While Sarr’s overall stardom is still entirely hypothetical, his defense isn’t nearly as underbaked as his offensive game. In just 27.1 minutes per game, Sarr blocks 1.6 shots, the ninth most in the league. More, he contests 8.1 shots per game (third-most in the NBA), evidencing the attitude and aptitude to challenge shooters anywhere on the court. Still, he hasn’t found ways to channel his coltish overaggression into actual elite-level defense as the Wizards are still the league’s worst defense. Nonetheless, at his best, Sarr looks like the best. There’s only a handful of centers in the world who can collapse distance and spook offenses the way Sarr can—and you can usually find them on All-Defense teams.

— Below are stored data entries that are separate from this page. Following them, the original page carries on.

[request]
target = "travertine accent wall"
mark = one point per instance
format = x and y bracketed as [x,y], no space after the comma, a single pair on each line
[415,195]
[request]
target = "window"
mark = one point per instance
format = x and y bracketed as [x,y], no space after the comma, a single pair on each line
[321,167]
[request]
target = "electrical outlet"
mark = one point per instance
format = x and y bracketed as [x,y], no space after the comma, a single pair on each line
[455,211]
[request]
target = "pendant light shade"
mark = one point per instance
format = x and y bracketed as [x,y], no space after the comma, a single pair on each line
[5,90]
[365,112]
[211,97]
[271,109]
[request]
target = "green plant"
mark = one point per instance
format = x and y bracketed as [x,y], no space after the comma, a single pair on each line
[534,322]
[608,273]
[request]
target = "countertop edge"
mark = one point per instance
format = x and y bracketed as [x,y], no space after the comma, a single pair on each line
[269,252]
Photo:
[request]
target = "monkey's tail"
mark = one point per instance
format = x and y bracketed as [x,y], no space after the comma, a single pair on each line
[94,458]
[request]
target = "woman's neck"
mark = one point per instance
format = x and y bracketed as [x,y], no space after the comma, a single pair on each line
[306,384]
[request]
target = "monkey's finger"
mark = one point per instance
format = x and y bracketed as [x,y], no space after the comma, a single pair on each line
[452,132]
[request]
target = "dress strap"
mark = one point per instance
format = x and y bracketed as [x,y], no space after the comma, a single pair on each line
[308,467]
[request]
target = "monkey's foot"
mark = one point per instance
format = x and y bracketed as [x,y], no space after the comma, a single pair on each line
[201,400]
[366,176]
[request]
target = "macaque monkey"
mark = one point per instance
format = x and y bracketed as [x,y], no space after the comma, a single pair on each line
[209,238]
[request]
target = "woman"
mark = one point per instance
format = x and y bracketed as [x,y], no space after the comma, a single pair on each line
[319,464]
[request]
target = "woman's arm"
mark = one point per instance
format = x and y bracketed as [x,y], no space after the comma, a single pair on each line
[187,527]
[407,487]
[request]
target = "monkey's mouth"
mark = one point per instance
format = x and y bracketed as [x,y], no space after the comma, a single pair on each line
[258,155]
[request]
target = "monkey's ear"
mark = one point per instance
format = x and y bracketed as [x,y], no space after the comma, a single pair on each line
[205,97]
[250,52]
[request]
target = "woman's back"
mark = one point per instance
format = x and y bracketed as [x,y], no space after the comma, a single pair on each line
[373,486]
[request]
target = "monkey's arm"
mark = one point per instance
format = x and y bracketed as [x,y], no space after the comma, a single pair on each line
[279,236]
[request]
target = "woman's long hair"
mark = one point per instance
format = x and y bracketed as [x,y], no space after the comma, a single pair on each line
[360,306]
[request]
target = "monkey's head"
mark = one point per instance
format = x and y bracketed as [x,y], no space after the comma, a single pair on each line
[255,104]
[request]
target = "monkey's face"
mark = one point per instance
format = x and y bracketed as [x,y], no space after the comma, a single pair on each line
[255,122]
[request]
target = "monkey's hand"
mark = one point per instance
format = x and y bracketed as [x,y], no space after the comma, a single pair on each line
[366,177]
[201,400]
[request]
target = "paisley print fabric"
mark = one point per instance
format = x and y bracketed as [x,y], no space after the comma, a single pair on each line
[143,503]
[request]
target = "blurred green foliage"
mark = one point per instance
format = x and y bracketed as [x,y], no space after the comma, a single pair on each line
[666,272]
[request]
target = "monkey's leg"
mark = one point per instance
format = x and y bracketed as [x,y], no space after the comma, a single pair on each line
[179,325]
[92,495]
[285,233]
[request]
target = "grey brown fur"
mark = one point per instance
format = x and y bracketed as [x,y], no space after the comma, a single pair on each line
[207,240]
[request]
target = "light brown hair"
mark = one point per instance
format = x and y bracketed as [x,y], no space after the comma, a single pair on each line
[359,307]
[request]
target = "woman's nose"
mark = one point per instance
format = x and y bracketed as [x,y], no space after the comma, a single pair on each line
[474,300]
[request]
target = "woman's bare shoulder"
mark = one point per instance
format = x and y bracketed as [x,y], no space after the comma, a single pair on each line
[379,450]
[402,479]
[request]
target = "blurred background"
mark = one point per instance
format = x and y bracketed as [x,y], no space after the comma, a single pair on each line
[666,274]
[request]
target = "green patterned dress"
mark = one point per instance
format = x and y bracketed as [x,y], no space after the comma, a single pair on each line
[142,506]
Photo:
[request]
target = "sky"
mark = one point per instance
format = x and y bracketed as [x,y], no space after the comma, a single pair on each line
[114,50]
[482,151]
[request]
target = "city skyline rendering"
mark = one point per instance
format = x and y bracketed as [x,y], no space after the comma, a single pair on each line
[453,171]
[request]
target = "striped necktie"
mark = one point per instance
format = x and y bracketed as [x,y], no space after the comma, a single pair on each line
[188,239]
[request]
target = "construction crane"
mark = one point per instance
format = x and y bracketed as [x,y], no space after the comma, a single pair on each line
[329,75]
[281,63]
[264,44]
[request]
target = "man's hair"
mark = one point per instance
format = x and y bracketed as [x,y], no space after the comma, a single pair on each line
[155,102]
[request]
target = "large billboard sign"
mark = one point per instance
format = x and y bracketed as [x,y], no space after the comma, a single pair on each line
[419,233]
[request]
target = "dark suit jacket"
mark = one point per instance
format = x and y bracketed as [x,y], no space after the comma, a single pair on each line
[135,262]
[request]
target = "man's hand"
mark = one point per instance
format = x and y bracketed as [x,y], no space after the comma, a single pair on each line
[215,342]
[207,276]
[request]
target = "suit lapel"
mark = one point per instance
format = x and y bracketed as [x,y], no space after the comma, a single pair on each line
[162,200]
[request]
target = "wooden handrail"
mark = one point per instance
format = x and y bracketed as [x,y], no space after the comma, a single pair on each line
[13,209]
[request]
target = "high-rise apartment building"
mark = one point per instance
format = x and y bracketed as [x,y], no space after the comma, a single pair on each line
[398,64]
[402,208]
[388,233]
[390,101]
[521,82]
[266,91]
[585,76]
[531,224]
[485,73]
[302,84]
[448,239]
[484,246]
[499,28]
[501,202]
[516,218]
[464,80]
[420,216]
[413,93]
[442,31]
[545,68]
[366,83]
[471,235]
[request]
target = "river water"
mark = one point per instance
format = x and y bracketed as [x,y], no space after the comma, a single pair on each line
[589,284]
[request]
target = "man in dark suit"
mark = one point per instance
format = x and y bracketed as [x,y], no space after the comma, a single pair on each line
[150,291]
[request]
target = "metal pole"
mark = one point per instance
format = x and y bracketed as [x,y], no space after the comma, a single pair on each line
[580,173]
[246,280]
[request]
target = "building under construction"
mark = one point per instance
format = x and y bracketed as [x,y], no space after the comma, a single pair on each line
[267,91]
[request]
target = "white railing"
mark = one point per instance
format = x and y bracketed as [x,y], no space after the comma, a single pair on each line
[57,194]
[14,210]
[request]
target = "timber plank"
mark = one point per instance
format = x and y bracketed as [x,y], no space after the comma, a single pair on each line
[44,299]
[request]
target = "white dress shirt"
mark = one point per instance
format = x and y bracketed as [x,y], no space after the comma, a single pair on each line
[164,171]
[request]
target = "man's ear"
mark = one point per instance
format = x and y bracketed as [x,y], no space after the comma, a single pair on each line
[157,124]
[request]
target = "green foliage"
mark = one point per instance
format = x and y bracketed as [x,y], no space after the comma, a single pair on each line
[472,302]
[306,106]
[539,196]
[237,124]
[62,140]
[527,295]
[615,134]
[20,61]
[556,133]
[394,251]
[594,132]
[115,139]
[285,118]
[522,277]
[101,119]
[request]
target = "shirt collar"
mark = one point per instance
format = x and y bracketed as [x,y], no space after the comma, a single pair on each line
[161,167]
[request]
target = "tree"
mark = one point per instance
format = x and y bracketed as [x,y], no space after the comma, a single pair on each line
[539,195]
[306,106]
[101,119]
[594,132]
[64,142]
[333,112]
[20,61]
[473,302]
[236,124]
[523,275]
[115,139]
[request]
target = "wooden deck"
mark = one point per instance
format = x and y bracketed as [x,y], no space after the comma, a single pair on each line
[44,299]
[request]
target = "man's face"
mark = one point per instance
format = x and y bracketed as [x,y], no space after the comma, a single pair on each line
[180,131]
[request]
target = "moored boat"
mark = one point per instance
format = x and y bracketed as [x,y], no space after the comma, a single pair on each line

Even if Sarr has struggled all year, he’s so gifted that even his historical unproductivity is cause for optimism: there’s a massive difference between not succeeding and being unable to succeed. Whereas another underperforming top pick like Scoot Henderson is fundamentally overwhelmed by the speed and skill of the NBA, Sarr is simply not playing well. Making just 26.5 percent of wide-open threes, he’s bricking the kind of shots that he, theoretically, should one day be able to make. In this sense, the path for Sarr to become a dangerous offensive player is one of incremental, gradual improvement. The gap between Sarr being a dreadful shooter and an above-average one is small, the equivalent of turning one or two bricks into a swish each week.
Recently, Sarr seems to have graduated to a higher level—he’s converted intriguing glimmers into good quarters into good games into good weeks. Over the last ten games, he’s averaged 15.1 points, 6.8 rebounds and 3.0 assists while shooting 45.8 percent of his three-pointers. Amid a rookie class that’s over-indexed on role-playing ham-and-eggers, Sarr offers something riskier and more exciting than the workaday competence of guys like Zach Edey or Jaylen Wells. He wants it all—the terrifying lows, the dizzying highs, the creamy middles. Goodness is the first step towards greatness.